TT: It depends on the traits you are interested in. If you are thinking about, for example, the ability to use waste as a feedstock, you can let them just compete against each other. So millions of them in a bioreactor is like running a marathon. You only care about which ones are the fastest.
But there are some traits that cannot be analyzed this way. For example, if you have a group of singers and you want to analyze their ability to sing, you cannot let them sing in the small room together but at the same time evaluate them individually. You would need to put them into different rooms to do that.
So that’s what we do with the cells. We put them in different droplets or beads, and we pass them through a channel so at any given time when they pass through the channel, we analyze them using lasers or other optical tools, so we know what they look like, the amount of protein they are secreting, and we can do real time scoring and ranking.
And then from there [we can pick some potential] winners and study their genotypes and then we can put them through a pipeline of scaling up and validation.

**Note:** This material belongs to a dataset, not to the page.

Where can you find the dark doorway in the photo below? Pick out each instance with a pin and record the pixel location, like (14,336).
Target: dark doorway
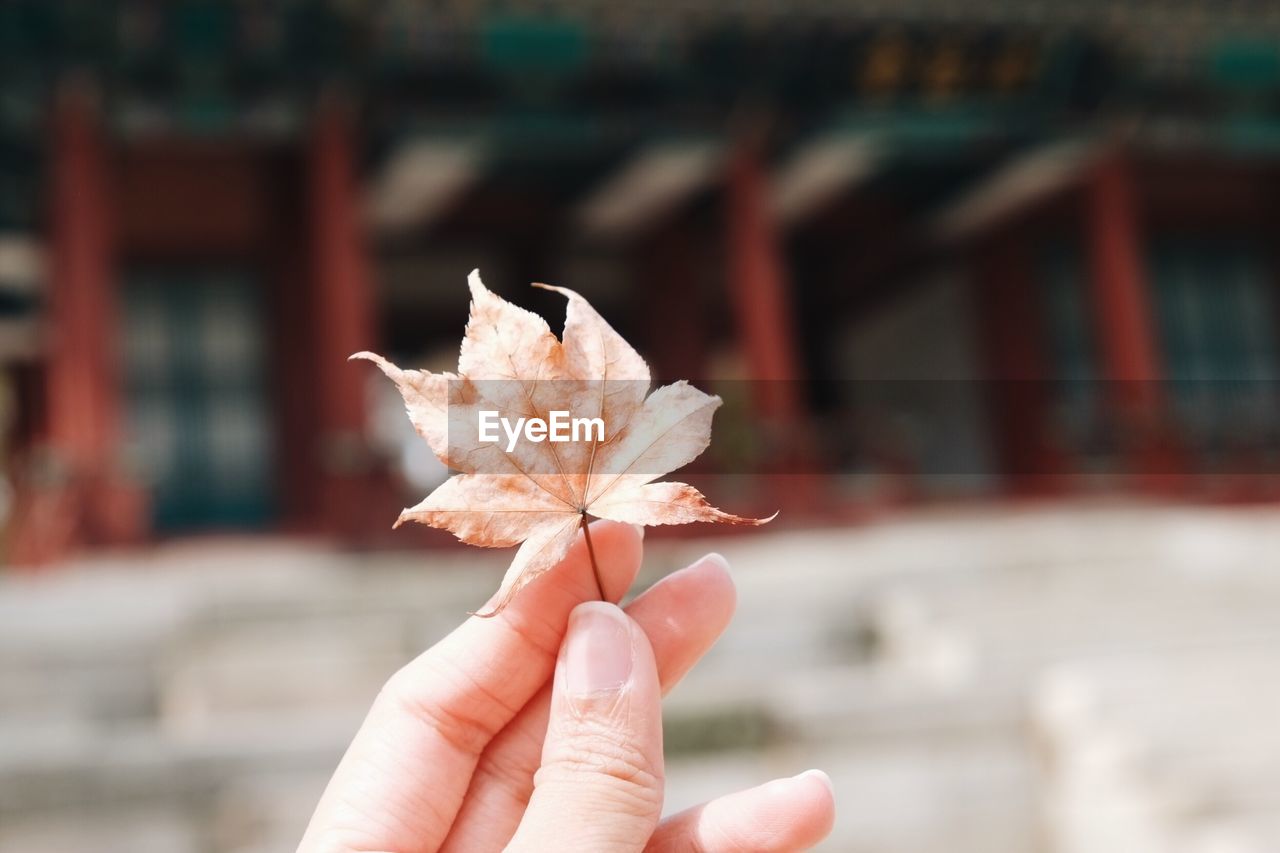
(195,373)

AFN: You’re building on Nobel Prize winning work from Barbara McClintock on so-called ‘jumping genes’?
TT: We take mobile genetic elements or ‘jumping DNA’ from a distant host, and from there, we use a lot of modern genetic tools to add their functionality and most importantly, controllability so we can make sure we can precisely tune the jumping event in our host of interest.
AFN: What is your business model at Anthology?
JZ: Currently we’re testing different business models but there are two main approaches. One is to prove the technology in an existing industrial host, and show that by using our technology, we can improve the cost margin for our partners, and we have demonstrated some success there.
At the same time, we also exploring unmet market needs and talking to large industry partners to see what proteins they want to produce or what feedstocks they want to utilize. And from those conversations, we have generated some high conviction protein targets. Now we are negotiating with larger commercial players to be able to produce these proteins and then push them towards the finish line.
But the whole company was built on the basis that we are addressing a real industry need instead of building a set of cool technologies.